While doing some debugging, we found out an oddity for the Airflow artifacts of the ML team:
$ pwd /mnt/hdfs/wmf/cache/artifacts/airflow xcollazo@stat1011:/mnt/hdfs/wmf/cache/artifacts/airflow$ ls -lsha total 48K 4.0K drwxrwxr-x 12 analytics analytics-privatedata-users 4.0K Jul 16 08:38 . 4.0K drwxrwxr-x 3 analytics analytics-privatedata-users 4.0K Feb 10 2022 .. 4.0K drwxrwx--- 113 analytics analytics-privatedata-users 4.0K Jul 29 14:29 analytics 4.0K drwxrwx--- 21 analytics-product analytics-privatedata-users 4.0K Jul 8 18:27 analytics_product 4.0K drwxr-x--- 28 analytics analytics-privatedata-users 4.0K Jul 18 18:31 analytics_test 4.0K drwxrwx--- 2 analytics analytics-privatedata-users 4.0K Feb 28 17:17 main 4.0K drwxrwx--- 15 kevinbazira analytics-privatedata-users 4.0K Jul 30 17:32 ml <<<<<<<<<<<<<<<<<<<< 4.0K drwxr-x--- 3 ozge analytics-privatedata-users 4.0K Jul 16 08:38 mlozge <<<<<<<<<<<<<<<<<<<< 4.0K drwxrwx--- 80 analytics-platform-eng analytics-privatedata-users 4.0K Jul 9 10:53 platform_eng 4.0K drwxrwx--- 12 analytics-research analytics-privatedata-users 4.0K Jul 16 08:34 research 4.0K drwxrwx--- 58 analytics-search analytics-privatedata-users 4.0K Jul 16 20:18 search 4.0K drwxrwx--- 4 analytics-wmde analytics-privatedata-users 4.0K Dec 19 2023 wmde
Normally these folders should be owned by a system user, in this case perhaps analytics-ml.
@kevinbazira explains:
We created /wmf/cache/artifacts/airflow/ml since we had to manually upload artifacts before this was automated with blunderbuss.

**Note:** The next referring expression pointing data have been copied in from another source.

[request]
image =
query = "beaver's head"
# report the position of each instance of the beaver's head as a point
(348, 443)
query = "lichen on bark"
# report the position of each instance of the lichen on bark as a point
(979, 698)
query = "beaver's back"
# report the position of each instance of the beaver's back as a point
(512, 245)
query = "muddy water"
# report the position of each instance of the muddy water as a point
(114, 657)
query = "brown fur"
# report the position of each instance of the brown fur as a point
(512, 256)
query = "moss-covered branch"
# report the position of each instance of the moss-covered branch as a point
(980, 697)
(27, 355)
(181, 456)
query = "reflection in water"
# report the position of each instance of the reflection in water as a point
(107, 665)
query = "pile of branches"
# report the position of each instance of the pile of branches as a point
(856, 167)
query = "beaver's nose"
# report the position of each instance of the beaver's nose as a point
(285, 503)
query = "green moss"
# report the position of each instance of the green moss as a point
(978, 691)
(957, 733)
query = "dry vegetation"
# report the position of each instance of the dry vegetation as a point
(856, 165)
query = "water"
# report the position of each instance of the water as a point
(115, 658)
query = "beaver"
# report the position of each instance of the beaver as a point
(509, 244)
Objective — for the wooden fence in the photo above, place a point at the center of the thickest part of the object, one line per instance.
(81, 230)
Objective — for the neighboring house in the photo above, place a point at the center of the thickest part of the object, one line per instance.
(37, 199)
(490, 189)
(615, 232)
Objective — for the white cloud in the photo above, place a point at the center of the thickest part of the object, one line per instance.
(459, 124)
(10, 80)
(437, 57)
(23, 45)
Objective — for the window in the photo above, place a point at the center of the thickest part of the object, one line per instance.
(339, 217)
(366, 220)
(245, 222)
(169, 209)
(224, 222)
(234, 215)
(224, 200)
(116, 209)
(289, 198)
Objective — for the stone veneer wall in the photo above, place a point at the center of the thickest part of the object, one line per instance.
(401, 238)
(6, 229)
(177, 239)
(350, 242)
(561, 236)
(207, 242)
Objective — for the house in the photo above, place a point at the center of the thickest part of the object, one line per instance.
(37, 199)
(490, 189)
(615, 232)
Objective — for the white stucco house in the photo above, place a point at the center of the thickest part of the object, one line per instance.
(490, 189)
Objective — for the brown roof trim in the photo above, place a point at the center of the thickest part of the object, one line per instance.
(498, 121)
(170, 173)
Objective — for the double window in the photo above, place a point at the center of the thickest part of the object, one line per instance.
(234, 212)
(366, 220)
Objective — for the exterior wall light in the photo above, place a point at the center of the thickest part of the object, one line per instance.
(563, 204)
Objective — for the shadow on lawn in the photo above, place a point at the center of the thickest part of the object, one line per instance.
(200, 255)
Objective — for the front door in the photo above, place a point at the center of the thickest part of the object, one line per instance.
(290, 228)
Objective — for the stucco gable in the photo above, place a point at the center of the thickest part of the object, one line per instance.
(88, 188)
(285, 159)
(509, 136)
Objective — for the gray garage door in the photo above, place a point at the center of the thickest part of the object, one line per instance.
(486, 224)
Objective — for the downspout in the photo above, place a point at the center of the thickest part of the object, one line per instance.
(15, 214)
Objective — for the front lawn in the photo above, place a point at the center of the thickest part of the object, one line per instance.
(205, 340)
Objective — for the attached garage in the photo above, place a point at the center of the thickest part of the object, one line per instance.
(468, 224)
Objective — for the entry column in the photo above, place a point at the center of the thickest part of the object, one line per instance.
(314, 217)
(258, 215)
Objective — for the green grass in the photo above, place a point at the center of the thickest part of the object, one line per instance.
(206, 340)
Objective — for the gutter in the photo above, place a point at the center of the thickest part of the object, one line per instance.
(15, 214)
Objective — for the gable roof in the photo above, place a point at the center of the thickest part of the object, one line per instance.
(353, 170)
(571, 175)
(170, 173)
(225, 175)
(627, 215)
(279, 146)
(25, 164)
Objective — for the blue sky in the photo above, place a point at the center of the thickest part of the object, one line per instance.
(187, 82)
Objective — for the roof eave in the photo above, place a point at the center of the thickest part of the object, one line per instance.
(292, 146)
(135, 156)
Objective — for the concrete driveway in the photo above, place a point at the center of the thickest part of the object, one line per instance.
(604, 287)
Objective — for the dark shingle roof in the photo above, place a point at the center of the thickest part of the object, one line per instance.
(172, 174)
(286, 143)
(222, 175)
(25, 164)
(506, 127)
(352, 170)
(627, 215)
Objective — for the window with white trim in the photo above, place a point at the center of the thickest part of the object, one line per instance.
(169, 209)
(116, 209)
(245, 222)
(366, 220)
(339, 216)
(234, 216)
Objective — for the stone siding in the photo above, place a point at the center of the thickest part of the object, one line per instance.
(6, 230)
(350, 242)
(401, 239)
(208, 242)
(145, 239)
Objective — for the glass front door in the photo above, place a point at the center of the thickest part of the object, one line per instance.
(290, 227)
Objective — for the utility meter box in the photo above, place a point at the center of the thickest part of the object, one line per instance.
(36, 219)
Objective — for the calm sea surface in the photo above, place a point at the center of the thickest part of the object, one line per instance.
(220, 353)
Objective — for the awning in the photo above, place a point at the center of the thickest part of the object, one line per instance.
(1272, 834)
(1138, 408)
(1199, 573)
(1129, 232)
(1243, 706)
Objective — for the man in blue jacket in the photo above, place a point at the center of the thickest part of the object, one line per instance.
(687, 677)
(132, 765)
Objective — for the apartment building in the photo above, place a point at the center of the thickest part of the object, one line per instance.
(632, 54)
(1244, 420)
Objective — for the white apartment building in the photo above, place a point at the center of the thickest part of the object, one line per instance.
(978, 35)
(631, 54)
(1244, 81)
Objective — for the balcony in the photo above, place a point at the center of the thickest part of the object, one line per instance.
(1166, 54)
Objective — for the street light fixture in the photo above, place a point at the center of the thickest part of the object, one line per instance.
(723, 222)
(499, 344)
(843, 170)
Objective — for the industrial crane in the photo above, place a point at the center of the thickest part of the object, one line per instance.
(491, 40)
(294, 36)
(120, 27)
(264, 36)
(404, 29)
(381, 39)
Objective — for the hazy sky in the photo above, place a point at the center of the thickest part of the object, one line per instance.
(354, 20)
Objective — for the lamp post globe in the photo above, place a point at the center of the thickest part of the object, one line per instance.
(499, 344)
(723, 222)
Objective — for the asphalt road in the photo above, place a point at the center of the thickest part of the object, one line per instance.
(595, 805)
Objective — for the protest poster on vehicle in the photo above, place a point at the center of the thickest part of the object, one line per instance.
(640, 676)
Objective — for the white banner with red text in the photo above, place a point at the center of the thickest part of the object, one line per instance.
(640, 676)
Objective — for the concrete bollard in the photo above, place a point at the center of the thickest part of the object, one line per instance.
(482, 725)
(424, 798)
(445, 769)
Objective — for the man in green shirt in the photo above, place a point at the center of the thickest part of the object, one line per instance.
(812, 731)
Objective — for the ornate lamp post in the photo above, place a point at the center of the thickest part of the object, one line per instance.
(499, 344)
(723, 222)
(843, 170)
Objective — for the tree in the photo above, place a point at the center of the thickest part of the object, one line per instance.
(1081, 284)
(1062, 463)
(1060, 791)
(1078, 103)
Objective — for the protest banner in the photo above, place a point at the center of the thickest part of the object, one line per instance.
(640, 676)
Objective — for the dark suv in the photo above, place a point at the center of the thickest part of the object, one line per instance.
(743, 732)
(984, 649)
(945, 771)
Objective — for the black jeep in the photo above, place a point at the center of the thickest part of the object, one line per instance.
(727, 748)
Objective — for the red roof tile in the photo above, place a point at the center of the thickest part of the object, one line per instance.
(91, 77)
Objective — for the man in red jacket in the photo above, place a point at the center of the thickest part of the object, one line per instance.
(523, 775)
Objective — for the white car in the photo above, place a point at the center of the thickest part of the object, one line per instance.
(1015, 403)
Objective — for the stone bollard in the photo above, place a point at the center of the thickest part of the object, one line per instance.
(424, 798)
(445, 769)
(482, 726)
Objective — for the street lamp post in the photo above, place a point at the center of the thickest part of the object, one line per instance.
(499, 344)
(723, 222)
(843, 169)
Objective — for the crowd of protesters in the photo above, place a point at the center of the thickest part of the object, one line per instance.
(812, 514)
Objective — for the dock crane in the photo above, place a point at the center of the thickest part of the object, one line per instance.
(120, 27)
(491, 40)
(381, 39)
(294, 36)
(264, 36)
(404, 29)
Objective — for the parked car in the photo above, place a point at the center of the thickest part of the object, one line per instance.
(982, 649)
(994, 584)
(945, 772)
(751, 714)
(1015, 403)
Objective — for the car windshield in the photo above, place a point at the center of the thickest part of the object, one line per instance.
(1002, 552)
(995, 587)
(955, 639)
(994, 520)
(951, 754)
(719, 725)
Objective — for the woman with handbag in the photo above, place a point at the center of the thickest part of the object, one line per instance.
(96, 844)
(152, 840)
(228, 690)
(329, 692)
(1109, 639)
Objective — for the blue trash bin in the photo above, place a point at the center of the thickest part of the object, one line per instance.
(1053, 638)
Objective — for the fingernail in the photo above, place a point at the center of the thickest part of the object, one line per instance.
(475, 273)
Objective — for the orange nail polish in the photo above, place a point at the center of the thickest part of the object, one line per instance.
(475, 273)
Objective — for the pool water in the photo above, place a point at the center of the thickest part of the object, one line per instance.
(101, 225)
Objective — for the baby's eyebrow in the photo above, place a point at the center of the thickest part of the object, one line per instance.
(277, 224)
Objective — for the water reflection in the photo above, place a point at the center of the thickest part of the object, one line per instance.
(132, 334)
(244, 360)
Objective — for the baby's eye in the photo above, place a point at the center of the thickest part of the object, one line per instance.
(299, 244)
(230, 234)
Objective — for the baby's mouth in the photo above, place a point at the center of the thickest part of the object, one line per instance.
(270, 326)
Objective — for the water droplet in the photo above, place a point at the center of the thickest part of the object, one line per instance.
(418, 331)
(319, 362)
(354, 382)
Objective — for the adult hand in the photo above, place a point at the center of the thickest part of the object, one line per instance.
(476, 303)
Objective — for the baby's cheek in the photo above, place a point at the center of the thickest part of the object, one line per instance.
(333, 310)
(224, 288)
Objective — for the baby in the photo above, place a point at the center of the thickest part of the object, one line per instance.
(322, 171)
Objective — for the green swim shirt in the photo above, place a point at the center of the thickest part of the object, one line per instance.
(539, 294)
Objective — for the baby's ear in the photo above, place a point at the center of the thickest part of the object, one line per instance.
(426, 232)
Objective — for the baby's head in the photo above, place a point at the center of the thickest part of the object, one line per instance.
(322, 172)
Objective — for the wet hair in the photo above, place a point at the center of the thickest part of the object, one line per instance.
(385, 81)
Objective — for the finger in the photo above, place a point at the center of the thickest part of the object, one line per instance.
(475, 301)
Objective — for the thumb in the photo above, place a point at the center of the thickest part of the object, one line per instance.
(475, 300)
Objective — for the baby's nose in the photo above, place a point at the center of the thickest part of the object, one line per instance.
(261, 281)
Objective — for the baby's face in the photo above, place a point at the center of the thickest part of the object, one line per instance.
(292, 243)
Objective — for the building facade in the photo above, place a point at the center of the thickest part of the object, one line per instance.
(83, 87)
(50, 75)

Although this was a good temporary solution, we should give the ML team a proper service user to own the Airflow assets, as well as future assets like ML owned hive and Iceberg tables.
In this task we should:
- Create an analytics-ml service user for the ML team
- Make sure all existing members of the ML team are part of a group like analytics-ml-users so that they can control their analytics assets.
- Remove the presumably temporary HDFS folder /wmf/cache/artifacts/airflow/mlozge.
- Change ownership of /wmf/cache/artifacts/airflow/ml to the new analytics-ml service user.
- Make sure existing and future Airflow jobs run as the new analytics-ml service user.